Node Count for BTC Falls to 3-Year Low
According to data from one of the critical Bitcoin developers. The number of computers running the BTC program has fallen to the lowest level in the past three years.
Operational nodes dropped to below 47,000, which have not been at such levels since 2017. The drop is quite significant and peaked in 2018 to over 200,000.
To put this plainly, it means fewer individuals are partaking in the validation of any transactions, or keeping copies for the shared transaction history. Such numbers come at the same time we are seeing a surge in price, and the Bitcoin halving is days away.
It can be worrying when you can look at what is the blockchain effect of this. It means individuals or miners are losing interest and switching off their nodes. Industry insiders see some nodes as ‘nodes of last resort’ and continue running regardless of what happens in the market.
What differs is, full nodes are not there to mine new BTC blocks and coins. They are there to store individual blockchain copies for the sharable ledger.
The issues come when trying to determine what the ‘enough nodes’ number is.
Libra Faces Stiff Competition
Not everyone will have seen Coinbase reviews or news of the Facebook ‘Libra’ coin, and the struggles it faced. Since the introduction, it has seen a change in scope, and now is appearing to be another payment method and not much more.
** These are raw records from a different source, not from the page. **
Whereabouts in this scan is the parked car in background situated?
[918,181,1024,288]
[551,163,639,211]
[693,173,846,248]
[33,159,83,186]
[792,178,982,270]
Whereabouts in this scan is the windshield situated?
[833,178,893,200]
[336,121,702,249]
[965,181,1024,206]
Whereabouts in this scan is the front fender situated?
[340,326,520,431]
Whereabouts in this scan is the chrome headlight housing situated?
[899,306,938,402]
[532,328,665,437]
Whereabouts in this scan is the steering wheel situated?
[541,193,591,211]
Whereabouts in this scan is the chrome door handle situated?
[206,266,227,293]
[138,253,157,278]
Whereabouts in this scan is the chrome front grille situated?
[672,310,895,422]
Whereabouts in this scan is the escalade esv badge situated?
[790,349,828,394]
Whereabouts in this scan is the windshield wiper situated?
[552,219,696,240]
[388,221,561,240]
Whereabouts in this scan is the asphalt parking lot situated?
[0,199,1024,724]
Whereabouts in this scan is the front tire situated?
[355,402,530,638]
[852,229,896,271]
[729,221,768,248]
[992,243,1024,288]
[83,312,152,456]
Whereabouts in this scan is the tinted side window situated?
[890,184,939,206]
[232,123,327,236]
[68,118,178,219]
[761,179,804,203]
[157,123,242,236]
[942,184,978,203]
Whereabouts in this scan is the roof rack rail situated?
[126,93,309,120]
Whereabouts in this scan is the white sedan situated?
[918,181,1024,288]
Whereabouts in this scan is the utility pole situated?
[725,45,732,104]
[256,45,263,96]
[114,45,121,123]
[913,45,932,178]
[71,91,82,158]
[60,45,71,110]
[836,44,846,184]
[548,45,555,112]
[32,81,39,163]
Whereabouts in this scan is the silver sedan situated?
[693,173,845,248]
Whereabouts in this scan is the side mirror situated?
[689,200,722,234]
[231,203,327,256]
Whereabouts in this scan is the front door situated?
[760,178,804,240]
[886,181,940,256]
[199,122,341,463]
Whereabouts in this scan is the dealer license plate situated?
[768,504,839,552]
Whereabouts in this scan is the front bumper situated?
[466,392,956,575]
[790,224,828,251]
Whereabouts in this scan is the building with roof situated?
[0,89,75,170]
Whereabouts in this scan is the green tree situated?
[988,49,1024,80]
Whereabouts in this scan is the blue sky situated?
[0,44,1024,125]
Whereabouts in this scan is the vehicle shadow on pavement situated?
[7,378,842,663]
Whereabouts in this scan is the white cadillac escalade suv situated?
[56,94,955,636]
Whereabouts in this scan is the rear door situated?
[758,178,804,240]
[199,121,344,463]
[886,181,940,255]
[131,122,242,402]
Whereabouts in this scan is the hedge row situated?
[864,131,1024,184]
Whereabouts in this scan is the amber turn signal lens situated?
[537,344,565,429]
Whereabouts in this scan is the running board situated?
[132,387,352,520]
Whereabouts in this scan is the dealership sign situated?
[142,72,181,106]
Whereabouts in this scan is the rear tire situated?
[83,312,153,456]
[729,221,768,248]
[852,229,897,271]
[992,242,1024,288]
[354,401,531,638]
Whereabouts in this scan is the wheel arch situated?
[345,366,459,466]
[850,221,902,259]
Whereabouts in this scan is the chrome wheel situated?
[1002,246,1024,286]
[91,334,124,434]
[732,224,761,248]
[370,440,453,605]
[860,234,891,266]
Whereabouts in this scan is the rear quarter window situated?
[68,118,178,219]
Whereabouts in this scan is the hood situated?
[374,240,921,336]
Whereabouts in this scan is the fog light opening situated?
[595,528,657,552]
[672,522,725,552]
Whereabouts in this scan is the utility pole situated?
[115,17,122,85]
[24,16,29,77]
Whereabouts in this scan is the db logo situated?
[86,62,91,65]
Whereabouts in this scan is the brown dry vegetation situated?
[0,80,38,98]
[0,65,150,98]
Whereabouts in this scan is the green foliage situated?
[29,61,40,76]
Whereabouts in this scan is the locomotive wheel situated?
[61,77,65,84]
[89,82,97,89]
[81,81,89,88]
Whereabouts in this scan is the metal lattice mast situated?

However, Celo, which is a competing project, amasses 75 members to its alliance. Some of these members hedge their bets and are members of the Libra alliance as well.
Celo is a newcomer and only began in March, and already they have multiple projects on the go. Coinbase and Anchorage previously announced support for the Celo Gold token once it comes to launch.
Once this happens, some of the block rewards for Celo will help the continual planting of new trees in Project Wren.
While this is good for the environment overall, the aim is to have a carbon-neutral decentralized network.
Other projects in Africa between Clabs and Appen saw the introduction of microwork, which is one of many on the cards from this consortium.
While both Libra and Celo are similar in some respects, they have diverse approaches and focus. How it will affect Libra and its foray into the crypto world will be seen, but the pace at what Celo is moving, and it may just overshadow the Facebook alternative.
Chainalysis Publishes 3-Part Series
A prominent blockchain surveillance company has been busy publishing a three-part series that looks at a new Ponzi scheme, North Korea, and crypto use in Iran.
Iran is said to be increasing its focus on crypto use. Many of these as a means of bypassing sanctions because some exchanges such as LocalBitcoins has ceased to support for Iranian users.
Iran is cut off from many exchanges, these are internationals, and there are still many regional ones in operation. It does pose issues of how their exchanges can even interact with the international ecosystem. Yet now, they are doing just that.
Futurenet is the Ponzi scheme that started in Poland. On the surface, it doesn’t appear any different from any other crypto Ponzi scheme. Investors buy into the program with the promise of large rewards, and as always, introducing friends delivers even more.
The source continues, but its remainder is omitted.